You are mistaken, my friend, said he; I preferred many to the lady in question, and one in particular, whose name I will not mention, but whom I love—whom I do love.—Comme on aime, said I, interrupting him.—Non, parbleu! added he, with warmth, comme on n’aime pas.—Good Heaven! then, cried I, how could you think of marrying another?—Celà n’empêche rien, said the Marquis, coolly;—for I could not marry the other. She had the start of me, and had undergone the ceremony already; and therefore she had no objection to my obliging my mother and relations in this particular, for she is the best-natured woman in the world.

So she appears to be, said I.—O, pour cela oui, mon cher, added he, elle est la bonté même. However, I am very well pleased, upon the whole, that the affair has gone off without any fault of mine; and though it is possible that it may be brought on at some future period, I shall still be a gainer, parceque un mariage reculé est toujours autant de gagné sur le repentir. So saying, he wheeled on his heel, humming,

Non, tu ne le mettra pas, Colin, &c.

There’s the picture of a French lover for you.—I set down the whole scene, as soon as F—— left me, and so I leave you to make your own reflections.

Adieu.


LETTER X.

Paris.

You have often heard the French accused of insincerity, and of being warm in professions, but devoid of real friendship.

Our countrymen, in particular, are led into this opinion, from the manners in general being more obsequious here, than in England. What Frenchmen consider as common good manners, many Englishmen would call flattery, perhaps fawning.

Their language abounds in complimental phrases, which they distribute with wonderful profusion and volubility; but they intend no more by them, than an Englishman means when he subscribes himself your most obedient humble servant, at the conclusion of a letter.

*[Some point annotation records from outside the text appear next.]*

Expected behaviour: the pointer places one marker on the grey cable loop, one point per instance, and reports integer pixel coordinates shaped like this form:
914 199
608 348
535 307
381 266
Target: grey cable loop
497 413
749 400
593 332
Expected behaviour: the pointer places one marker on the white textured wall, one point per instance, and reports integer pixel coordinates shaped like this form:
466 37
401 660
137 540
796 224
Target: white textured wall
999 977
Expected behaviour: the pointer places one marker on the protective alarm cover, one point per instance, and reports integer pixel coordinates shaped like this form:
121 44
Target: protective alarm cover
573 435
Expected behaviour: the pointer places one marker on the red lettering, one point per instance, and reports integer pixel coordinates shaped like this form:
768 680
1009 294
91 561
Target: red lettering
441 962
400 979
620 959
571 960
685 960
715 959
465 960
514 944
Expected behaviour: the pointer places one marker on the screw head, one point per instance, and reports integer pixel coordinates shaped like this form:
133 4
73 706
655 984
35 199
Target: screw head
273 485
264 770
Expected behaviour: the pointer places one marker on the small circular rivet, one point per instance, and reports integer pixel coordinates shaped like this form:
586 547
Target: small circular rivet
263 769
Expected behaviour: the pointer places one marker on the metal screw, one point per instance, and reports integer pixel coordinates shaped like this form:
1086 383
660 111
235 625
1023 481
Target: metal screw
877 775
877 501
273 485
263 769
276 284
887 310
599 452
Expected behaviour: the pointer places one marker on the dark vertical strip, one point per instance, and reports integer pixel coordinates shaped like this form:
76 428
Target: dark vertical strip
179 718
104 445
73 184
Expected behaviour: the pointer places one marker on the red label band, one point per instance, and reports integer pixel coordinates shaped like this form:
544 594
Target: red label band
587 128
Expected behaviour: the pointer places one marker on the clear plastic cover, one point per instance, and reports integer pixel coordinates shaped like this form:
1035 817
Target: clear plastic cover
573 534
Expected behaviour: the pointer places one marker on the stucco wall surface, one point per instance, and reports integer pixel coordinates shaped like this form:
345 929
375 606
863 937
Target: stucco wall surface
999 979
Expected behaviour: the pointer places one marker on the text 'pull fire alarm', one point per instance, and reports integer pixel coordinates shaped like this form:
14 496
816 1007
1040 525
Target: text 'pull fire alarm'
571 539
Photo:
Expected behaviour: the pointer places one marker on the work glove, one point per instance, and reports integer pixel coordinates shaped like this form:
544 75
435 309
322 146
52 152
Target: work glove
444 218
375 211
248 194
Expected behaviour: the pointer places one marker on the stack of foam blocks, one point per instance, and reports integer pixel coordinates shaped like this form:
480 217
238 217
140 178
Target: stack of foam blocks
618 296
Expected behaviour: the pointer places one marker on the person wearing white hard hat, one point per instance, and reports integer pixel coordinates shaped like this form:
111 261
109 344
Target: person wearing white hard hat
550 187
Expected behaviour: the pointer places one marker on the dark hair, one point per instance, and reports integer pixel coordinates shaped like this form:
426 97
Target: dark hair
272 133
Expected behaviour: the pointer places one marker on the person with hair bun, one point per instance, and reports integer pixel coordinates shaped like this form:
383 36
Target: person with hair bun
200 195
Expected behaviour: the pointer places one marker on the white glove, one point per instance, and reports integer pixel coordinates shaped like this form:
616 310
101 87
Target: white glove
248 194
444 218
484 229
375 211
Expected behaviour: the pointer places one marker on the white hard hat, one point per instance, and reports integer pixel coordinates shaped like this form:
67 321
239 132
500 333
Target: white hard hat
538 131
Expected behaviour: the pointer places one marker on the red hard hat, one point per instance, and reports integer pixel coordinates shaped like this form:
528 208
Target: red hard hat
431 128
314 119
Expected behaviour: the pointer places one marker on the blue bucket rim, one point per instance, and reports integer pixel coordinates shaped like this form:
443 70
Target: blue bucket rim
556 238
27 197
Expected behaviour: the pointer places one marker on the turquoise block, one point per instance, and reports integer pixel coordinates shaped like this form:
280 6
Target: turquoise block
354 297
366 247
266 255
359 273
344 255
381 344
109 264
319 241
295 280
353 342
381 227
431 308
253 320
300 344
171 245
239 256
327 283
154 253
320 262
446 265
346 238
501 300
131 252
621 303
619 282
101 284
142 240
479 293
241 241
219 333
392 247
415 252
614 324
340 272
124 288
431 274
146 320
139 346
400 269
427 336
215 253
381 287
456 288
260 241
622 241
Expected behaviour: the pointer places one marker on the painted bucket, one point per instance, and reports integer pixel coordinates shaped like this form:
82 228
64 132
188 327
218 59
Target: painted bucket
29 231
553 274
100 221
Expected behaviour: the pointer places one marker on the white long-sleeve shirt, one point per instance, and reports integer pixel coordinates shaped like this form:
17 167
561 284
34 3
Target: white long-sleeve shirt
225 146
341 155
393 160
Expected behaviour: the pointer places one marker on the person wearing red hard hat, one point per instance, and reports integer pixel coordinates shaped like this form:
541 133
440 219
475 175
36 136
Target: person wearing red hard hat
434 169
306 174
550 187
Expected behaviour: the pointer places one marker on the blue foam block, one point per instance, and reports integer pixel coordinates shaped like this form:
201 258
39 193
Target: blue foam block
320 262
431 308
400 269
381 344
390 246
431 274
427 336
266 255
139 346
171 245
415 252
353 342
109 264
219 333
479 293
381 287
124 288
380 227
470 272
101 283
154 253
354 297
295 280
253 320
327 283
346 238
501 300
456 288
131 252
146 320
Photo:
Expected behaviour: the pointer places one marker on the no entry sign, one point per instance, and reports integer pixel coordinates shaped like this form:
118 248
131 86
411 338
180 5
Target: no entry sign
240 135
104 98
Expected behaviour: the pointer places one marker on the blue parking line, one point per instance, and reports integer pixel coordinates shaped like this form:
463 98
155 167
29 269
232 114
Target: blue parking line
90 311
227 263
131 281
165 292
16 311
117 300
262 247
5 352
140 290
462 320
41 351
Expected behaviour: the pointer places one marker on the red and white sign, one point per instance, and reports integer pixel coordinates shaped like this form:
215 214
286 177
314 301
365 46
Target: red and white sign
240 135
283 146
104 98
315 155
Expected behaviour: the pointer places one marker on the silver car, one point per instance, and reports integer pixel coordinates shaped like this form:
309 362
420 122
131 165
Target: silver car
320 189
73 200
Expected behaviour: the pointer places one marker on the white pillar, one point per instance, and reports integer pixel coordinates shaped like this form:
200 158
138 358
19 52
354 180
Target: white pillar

A Frenchman not only means nothing beyond common civility, by the plentiful shower of compliments which he pours on every stranger; but also, he takes it for granted, that the stranger knows that nothing more is meant. These expressions are fully understood by his own countrymen: he imagines all the world are as well informed; and he has not the smallest intention to deceive. But if any man takes these expressions in a literal sense, and believes that people are in reality inspired with friendship, or have fallen in love with him at first sight, he will be very much disappointed; especially if he expects strong proofs of either.

Yet he has no right to accuse the French of insincerity, or breach of friendship.—Friendship is intirely out of the question. They never intended to convey any other idea, than that they were willing to receive him on the footing of an acquaintance;—and it was the business of his language-master to have informed him of the real import of their expressions.

If the same words indeed were literally translated into English, and used by one Englishman to another, the person to whom they were addressed, would have good reason to imagine that the other had a particular regard for him, or meant to deceive him; because the established modes of civility and politeness in England do not require such language.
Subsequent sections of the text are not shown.